American NASCAR announcer

Shannon Spake (born July 23, 1976) is a pit reporter and host for NASCAR on TNT and the Hornets on FanDuel Sports Network Southeast. Spake also hosts the Sons & Daughters Podcast. Spake previously worked for Fox Sports as a host for NASCAR RaceDay and NASCAR Race Hub, and a sideline reporter for coverage of the NFL on Fox, Fox College Hoops and Fox College Football. Prior to Fox Sports, she worked for ESPN where she contributed to SportsCenter with pre and post-game reports, and also worked as a sideline reporter for SEC on ESPN basketball games as well as college football games.

==Career==

Before coming to ESPN, Spake worked at the Speed Channel, where she co-hosted NASCAR Nation in its second version (June through November 2005) and was a reporter in its first (February through June 2005). She also co-hosted Back Seat Drivers, a talk show, with online columnist Marty Smith. Her previous on-air jobs included those at WCCB in Charlotte, North Carolina, and Carolina Sports and Entertainment Television.

From 2007 to 2013, Spake was a NASCAR pit reporter for the network and contributed to both NASCAR Countdown and NASCAR Now. For the 2008 season, Spake was a full-time pit reporter for Nationwide and Sprint Cup races aired on ESPN. She would continue this role until ESPN lost the broadcast rights to NBC Sports beginning with the 2015 season. On August 13, 2013, Spake agreed to a multi-year contract extension with ESPN.
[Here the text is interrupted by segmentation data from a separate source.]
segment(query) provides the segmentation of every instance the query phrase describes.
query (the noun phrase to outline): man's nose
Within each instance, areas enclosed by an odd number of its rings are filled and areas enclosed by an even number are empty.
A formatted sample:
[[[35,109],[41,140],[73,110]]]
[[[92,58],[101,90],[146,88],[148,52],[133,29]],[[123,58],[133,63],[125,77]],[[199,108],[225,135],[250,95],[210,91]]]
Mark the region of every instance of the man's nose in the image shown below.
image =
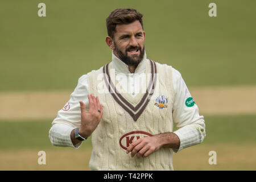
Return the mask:
[[[137,47],[138,46],[138,42],[135,36],[132,36],[130,42],[130,46]]]

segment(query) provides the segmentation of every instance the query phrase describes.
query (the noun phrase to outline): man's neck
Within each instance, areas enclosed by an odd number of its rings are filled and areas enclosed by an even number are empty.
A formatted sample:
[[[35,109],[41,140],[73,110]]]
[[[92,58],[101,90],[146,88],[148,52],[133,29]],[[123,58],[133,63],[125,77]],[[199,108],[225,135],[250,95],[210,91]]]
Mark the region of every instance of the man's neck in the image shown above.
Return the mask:
[[[131,65],[131,66],[128,66],[129,68],[129,71],[131,73],[134,73],[135,72],[135,71],[136,68],[137,68],[138,65]]]

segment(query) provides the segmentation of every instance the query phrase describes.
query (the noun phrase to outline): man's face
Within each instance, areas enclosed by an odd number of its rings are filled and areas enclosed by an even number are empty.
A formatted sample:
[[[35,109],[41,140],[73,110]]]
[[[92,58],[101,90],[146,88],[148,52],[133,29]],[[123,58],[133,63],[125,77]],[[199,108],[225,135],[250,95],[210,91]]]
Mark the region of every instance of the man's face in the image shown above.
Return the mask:
[[[145,34],[141,23],[118,24],[114,34],[114,53],[128,65],[139,64],[144,56]]]

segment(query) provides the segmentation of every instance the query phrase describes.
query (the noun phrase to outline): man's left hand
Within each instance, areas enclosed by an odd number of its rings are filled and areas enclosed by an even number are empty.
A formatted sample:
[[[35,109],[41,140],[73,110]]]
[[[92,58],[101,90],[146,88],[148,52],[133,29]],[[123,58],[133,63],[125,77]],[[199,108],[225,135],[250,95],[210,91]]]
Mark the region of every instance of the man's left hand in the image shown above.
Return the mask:
[[[131,157],[135,154],[137,158],[146,157],[156,151],[162,146],[159,137],[157,136],[141,138],[133,142],[126,150],[126,153],[131,152]]]

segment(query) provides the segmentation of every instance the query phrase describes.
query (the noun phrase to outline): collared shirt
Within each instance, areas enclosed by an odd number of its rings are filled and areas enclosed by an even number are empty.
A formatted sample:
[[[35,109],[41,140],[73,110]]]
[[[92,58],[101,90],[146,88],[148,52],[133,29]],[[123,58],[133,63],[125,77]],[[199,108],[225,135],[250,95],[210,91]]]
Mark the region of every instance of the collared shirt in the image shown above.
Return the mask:
[[[137,67],[135,72],[131,73],[129,67],[112,52],[112,63],[115,73],[116,75],[122,75],[120,76],[122,78],[118,80],[118,82],[132,96],[135,97],[138,93],[135,88],[139,88],[138,85],[140,85],[142,77],[144,75],[143,73],[146,69],[146,60],[145,52],[143,59]],[[177,152],[183,148],[201,143],[205,136],[205,125],[204,117],[199,115],[196,104],[192,102],[193,106],[191,106],[191,100],[193,101],[192,96],[181,74],[175,69],[172,69],[174,91],[172,116],[174,122],[178,128],[174,133],[177,135],[180,141],[179,148],[174,149],[174,152]],[[117,79],[119,79],[118,77],[117,77]],[[81,124],[79,101],[85,103],[87,110],[89,108],[87,97],[89,86],[87,75],[84,75],[79,78],[77,86],[71,94],[69,100],[59,111],[49,132],[49,137],[53,145],[71,146],[75,148],[81,146],[81,143],[77,146],[73,146],[71,133],[75,128],[79,127]]]

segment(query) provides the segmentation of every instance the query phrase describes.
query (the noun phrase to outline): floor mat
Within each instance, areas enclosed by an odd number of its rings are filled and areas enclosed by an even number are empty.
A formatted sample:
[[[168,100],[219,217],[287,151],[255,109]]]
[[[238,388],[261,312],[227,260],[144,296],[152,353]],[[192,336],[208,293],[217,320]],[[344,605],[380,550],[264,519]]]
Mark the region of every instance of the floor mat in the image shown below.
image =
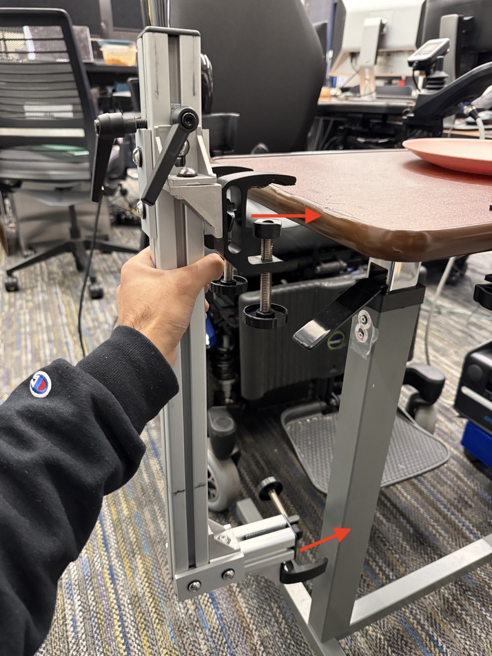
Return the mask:
[[[312,484],[326,494],[338,413],[312,413],[312,404],[286,410],[282,426]],[[405,414],[395,419],[381,487],[419,476],[447,462],[449,451]]]

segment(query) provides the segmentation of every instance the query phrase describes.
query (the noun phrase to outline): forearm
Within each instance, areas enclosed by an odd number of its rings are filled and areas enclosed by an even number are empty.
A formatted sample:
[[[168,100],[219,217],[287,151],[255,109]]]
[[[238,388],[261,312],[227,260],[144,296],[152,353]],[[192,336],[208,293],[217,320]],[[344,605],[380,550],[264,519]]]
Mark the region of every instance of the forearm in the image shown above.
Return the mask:
[[[144,452],[139,434],[177,392],[172,369],[140,333],[118,328],[72,367],[44,370],[0,407],[0,655],[30,656],[50,626],[57,581],[79,555],[103,496]]]

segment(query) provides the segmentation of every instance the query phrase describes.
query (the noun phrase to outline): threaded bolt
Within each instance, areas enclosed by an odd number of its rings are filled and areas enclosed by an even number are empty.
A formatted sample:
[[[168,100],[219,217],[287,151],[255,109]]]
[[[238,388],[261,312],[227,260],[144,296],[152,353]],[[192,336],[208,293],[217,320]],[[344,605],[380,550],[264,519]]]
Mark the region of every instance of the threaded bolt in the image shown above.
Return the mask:
[[[228,243],[232,239],[232,233],[228,232],[227,234]],[[230,262],[224,258],[224,276],[222,279],[224,283],[232,283],[234,279],[234,267]]]
[[[262,239],[260,255],[262,262],[273,260],[274,240]],[[272,311],[272,274],[260,276],[260,312],[268,314]]]

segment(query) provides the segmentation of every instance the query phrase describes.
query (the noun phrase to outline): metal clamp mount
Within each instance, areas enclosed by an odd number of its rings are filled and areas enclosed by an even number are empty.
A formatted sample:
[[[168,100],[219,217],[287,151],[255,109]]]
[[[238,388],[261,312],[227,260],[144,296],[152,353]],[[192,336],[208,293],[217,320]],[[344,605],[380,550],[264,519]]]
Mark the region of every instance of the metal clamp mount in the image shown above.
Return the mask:
[[[254,328],[272,329],[287,323],[288,312],[281,305],[272,304],[272,274],[285,270],[285,264],[273,255],[273,240],[280,236],[281,222],[272,219],[255,222],[252,230],[247,226],[247,202],[248,191],[255,187],[266,187],[276,184],[283,186],[295,184],[293,176],[276,173],[261,173],[243,171],[222,176],[218,180],[222,187],[222,236],[216,239],[215,249],[224,258],[224,274],[220,280],[211,285],[216,294],[242,294],[246,291],[247,281],[234,276],[236,267],[245,275],[260,274],[259,304],[248,306],[243,314],[243,320]],[[260,253],[249,254],[252,237],[260,240]]]
[[[299,526],[299,516],[295,515],[288,517],[287,511],[283,507],[283,504],[279,499],[283,486],[282,483],[274,476],[269,476],[260,483],[258,486],[258,495],[262,501],[268,501],[270,499],[273,502],[276,508],[283,515],[285,519],[287,525],[292,529],[295,534],[295,545],[294,547],[294,558],[297,548],[297,542],[302,537],[302,531]],[[328,564],[327,558],[320,558],[314,563],[306,563],[304,565],[299,565],[295,560],[285,561],[280,565],[280,583],[300,583],[304,581],[310,581],[315,577],[319,576],[325,571]]]
[[[94,127],[96,134],[96,153],[91,195],[94,202],[98,203],[102,197],[102,188],[114,140],[127,134],[134,134],[137,130],[145,129],[147,121],[145,119],[123,116],[115,112],[101,114],[94,121]]]

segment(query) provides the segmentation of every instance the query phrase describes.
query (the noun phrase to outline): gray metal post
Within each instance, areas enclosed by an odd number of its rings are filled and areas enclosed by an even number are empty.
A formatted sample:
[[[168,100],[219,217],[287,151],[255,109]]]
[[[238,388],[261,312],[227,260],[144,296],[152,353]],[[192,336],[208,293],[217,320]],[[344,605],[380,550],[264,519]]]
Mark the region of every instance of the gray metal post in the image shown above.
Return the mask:
[[[199,36],[146,31],[138,39],[138,60],[142,112],[152,131],[154,165],[170,129],[173,104],[191,106],[201,116],[201,90],[195,83],[200,78]],[[195,146],[196,139],[196,134],[190,134],[190,144]],[[195,170],[197,150],[191,148],[186,159]],[[148,216],[154,211],[149,208]],[[203,256],[203,221],[165,190],[155,205],[155,224],[149,232],[157,268],[184,266]],[[174,367],[179,393],[161,413],[168,556],[173,578],[209,562],[204,304],[202,292]]]
[[[329,563],[314,582],[309,622],[322,642],[349,632],[419,306],[366,308],[379,331],[367,358],[352,331],[321,537],[352,531],[318,548]]]

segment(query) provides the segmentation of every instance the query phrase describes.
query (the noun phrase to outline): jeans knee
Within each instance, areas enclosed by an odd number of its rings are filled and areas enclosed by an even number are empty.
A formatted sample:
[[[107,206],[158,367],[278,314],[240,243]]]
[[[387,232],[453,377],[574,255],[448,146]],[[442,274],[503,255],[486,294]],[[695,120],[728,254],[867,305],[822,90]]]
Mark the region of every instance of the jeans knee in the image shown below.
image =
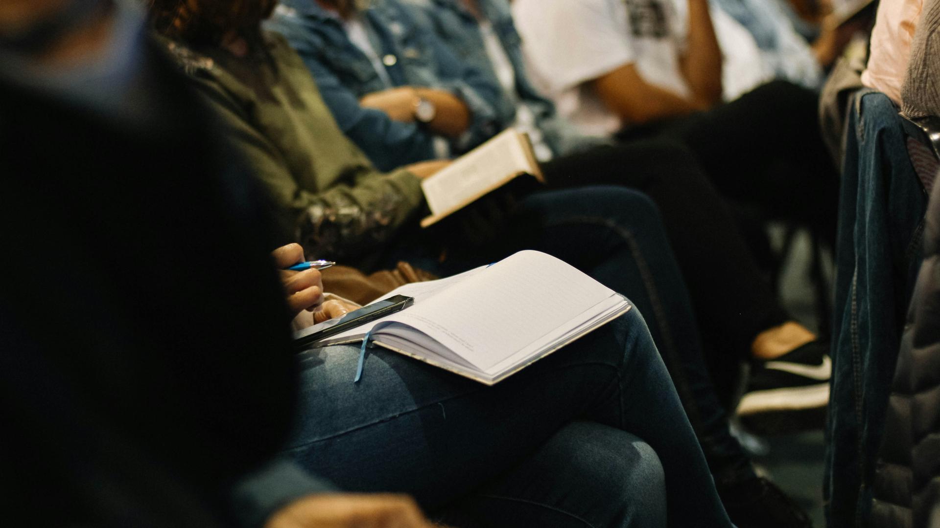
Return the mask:
[[[566,469],[580,484],[579,500],[591,512],[586,520],[589,524],[666,525],[666,475],[652,447],[631,433],[593,422],[570,424],[559,435],[574,446]]]

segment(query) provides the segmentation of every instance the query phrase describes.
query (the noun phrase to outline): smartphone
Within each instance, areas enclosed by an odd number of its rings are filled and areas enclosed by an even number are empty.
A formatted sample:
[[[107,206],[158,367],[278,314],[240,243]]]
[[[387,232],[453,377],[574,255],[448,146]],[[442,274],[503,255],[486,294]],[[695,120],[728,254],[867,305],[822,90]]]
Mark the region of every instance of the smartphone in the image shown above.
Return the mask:
[[[406,295],[389,297],[384,301],[379,301],[368,306],[363,306],[358,310],[352,310],[339,318],[323,321],[295,332],[294,345],[301,349],[306,348],[311,343],[325,339],[331,335],[342,334],[347,330],[352,330],[367,322],[384,318],[389,314],[394,314],[399,310],[404,310],[414,303],[415,299]]]

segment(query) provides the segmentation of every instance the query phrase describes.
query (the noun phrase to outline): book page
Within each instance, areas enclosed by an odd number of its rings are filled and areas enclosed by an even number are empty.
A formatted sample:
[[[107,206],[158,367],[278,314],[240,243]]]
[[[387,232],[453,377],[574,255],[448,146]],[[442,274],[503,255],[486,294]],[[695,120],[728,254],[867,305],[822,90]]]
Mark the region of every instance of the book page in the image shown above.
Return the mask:
[[[480,271],[482,271],[485,268],[486,268],[486,266],[480,266],[479,268],[476,268],[476,269],[470,270],[468,272],[463,272],[462,273],[458,273],[456,275],[451,275],[451,276],[449,276],[447,278],[445,278],[445,279],[438,279],[436,281],[425,281],[425,282],[411,283],[411,284],[402,285],[402,286],[400,286],[399,287],[393,289],[392,291],[386,293],[385,295],[383,295],[379,299],[376,299],[375,301],[373,301],[369,304],[371,304],[373,303],[378,303],[379,301],[384,301],[385,299],[388,299],[389,297],[395,297],[396,295],[407,295],[408,297],[412,297],[412,298],[415,299],[415,304],[418,304],[418,303],[422,303],[423,304],[428,299],[430,299],[431,297],[433,297],[439,291],[443,291],[444,289],[446,289],[449,286],[452,286],[452,285],[457,284],[459,282],[464,281],[464,280],[468,279],[469,277],[472,277],[474,274],[478,273]],[[412,308],[414,308],[414,306],[412,306]],[[410,310],[410,309],[411,308],[406,308],[405,311]],[[375,319],[374,321],[366,323],[366,324],[364,324],[362,326],[358,326],[356,328],[352,328],[352,329],[348,330],[346,332],[342,332],[342,333],[337,334],[336,335],[332,335],[332,336],[328,337],[325,340],[320,341],[320,343],[321,343],[321,344],[344,343],[344,342],[349,342],[349,341],[352,340],[355,337],[360,337],[361,338],[361,336],[365,335],[366,333],[368,332],[369,329],[372,328],[373,326],[375,326],[375,325],[377,325],[379,323],[382,323],[382,322],[387,322],[387,321],[390,321],[390,320],[394,320],[396,318],[396,317],[399,314],[400,314],[400,313],[401,312],[396,312],[394,314],[391,314],[391,315],[385,316],[384,318],[380,318],[378,319]],[[306,335],[306,334],[313,334],[314,332],[318,332],[318,331],[322,330],[324,328],[328,328],[329,326],[332,326],[332,325],[336,324],[338,321],[339,321],[339,318],[335,318],[335,319],[330,319],[328,321],[323,321],[323,322],[321,322],[320,324],[315,324],[315,325],[313,325],[311,327],[305,328],[303,330],[295,332],[294,333],[294,338],[300,337],[302,335]],[[313,345],[311,345],[311,346],[313,346]]]
[[[415,301],[390,319],[427,334],[486,371],[614,295],[554,256],[523,251]]]
[[[531,173],[525,136],[508,129],[421,182],[431,215],[460,209],[520,173]]]

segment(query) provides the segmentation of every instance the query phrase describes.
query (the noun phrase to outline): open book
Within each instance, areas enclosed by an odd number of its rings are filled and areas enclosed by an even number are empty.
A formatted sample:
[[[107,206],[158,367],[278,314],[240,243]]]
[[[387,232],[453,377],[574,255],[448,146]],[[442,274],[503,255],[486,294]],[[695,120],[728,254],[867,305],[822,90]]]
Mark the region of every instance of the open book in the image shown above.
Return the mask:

Before becoming an on-air reporter, she worked for Nickelodeon, CBS (on The Early Show with Bryant Gumbel), and MTV as a production assistant.

Spake grew up in Sunrise, Florida. She is a graduate of Piper High School and Florida Atlantic University. She received her Bachelor's degree in Communications from FAU.

In 1999 she served as an intern for the Miami-based radio talk show host Neil Rogers.

It was announced on July 6, 2016, that Fox had hired Spake to serve as a sideline reporter on their college football and basketball broadcasts, as a contributor to NASCAR Race Hub, and as a sideline reporter for select NFL broadcasts.

On February 13, 2017, Spake was named the new co-host of NASCAR Race Hub, working alongside Adam Alexander, replacing Danielle Trotta. Spake also hosted the NASCAR RaceDay pre-race broadcast for Fox's NASCAR coverage on Saturdays and Sundays.

In 2017, Spake was the voice of Shannon Spokes in the Pixar film Cars 3.

On July 12, 2024, it was announced that Fox and Spake had parted ways. Spake moved over to NASCAR Digital Media/TNT Sports to host NASCAR Inside The Playoffs. In June 2025, Spake announced she was launching the SPAKE UP Podcast. Spake also became the pre and post-race show host for NASCAR on TNT's new coverage starting in 2025. In 2026, Marty Smith joined TNT as their pre and post-race show host and Spake switched to pit reporting for TNT. It was her first time pit reporting in NASCAR since 2013 when she was with ESPN.

==Personal life==

Spake gave birth to twins, Brady and Liam, on January 1, 2010.

Despite having corrective scoliosis surgery at age 12, she is active in the endurance sports community, having competed in four full marathons and seven 70.3 Ironman events as well as many shorter distance triathlons.